Raman attended the University of Calcutta before completing graduate work on the foundations of quantum mechanics at the University of Paris under Louis de Broglie. He is a Metanexus Senior Fellow and regular contributor to the organizations’ online journal.
William Grassie, executive director of the Metanexus Institute, said of the new book: “Raman bridges north and south, east and west, science and religion in ways that few people can. He brings to bear deep erudition, multiple fluencies, and great spiritual sensitivities.”
Only 15% of scientists at major research universities see religion and science as always in conflict, according to a Rice University study that was published in Journal for the Scientific Study of Religion. Rice sociologist Elaine Howard Ecklund says that many people in understanding reality and origins of Earth and how life developed see irreconcilable conflict in religion and science, but this is challenged since a majority of scientists interviewed by Ecklund and her colleagues viewed religion and science as “valid avenues of knowledge.”
The study’s co-authors were sociologists Jerry Park of Baylor University and Katherine Sorrell, a former post baccalaureate fellow at Rice and current Ph.D. student at the University of Notre Dame. The team interviewed 275 participants, pulled from a survey of 2,198 tenured and tenure-track faculty in the natural and social sciences at 21 elite U.S. research universities.

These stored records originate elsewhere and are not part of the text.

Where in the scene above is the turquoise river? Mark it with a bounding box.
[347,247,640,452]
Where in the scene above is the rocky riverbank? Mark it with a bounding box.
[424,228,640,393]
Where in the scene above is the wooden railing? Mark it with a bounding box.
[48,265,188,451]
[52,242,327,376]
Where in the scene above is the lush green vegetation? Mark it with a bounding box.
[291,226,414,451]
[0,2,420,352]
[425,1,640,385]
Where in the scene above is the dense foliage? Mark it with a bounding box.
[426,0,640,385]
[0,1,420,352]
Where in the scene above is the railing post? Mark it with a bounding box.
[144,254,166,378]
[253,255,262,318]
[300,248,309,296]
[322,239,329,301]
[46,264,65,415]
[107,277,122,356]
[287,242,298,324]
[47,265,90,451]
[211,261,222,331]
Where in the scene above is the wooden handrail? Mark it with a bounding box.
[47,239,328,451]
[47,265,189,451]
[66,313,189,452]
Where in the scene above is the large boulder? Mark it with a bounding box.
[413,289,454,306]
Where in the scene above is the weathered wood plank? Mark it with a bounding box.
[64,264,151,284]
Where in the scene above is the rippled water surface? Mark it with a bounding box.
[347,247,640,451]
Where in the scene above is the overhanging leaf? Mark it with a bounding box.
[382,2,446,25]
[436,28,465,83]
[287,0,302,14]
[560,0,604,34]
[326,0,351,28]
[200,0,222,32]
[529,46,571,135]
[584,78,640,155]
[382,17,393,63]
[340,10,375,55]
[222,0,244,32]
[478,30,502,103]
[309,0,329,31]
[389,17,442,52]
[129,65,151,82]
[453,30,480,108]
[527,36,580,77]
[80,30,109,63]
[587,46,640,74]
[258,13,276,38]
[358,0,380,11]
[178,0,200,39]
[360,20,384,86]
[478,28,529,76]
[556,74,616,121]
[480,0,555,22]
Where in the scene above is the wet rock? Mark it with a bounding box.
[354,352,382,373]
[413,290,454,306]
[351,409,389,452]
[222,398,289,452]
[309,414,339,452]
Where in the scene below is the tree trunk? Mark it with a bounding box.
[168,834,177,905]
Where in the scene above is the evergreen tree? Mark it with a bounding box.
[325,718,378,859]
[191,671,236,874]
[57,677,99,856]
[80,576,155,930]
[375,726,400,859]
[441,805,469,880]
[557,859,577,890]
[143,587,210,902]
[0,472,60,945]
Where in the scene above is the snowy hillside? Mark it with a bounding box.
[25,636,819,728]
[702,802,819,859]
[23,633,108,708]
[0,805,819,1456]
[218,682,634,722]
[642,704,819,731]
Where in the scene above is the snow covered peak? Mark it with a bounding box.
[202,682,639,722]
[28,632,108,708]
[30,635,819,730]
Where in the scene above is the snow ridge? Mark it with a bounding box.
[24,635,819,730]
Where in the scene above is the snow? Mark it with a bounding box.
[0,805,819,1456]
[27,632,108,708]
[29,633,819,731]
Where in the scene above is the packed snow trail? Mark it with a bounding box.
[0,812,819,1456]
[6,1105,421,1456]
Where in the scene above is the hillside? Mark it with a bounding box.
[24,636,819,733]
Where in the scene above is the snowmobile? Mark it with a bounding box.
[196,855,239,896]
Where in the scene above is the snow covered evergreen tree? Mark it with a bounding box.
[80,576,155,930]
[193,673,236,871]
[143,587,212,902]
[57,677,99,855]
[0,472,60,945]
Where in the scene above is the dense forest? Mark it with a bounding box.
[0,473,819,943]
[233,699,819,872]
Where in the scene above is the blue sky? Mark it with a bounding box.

Of this group, 70% said they believed religion and science are only sometimes in conflict. Half of the original survey population also expressed some form of religious identity. The study concluded that scientists as a whole are substantially different from most in the American public in how they view teaching “intelligent design” in public schools. Nearly all of the scientists have a negative impression of the theory of intelligent design.
Last year, Ecklund’s book Science vs. Religion: What Scientists Really Think was published by Oxford University Press detailing her findings. The study was supported by a grant from the John Templeton Foundation and additional funding from Rice University.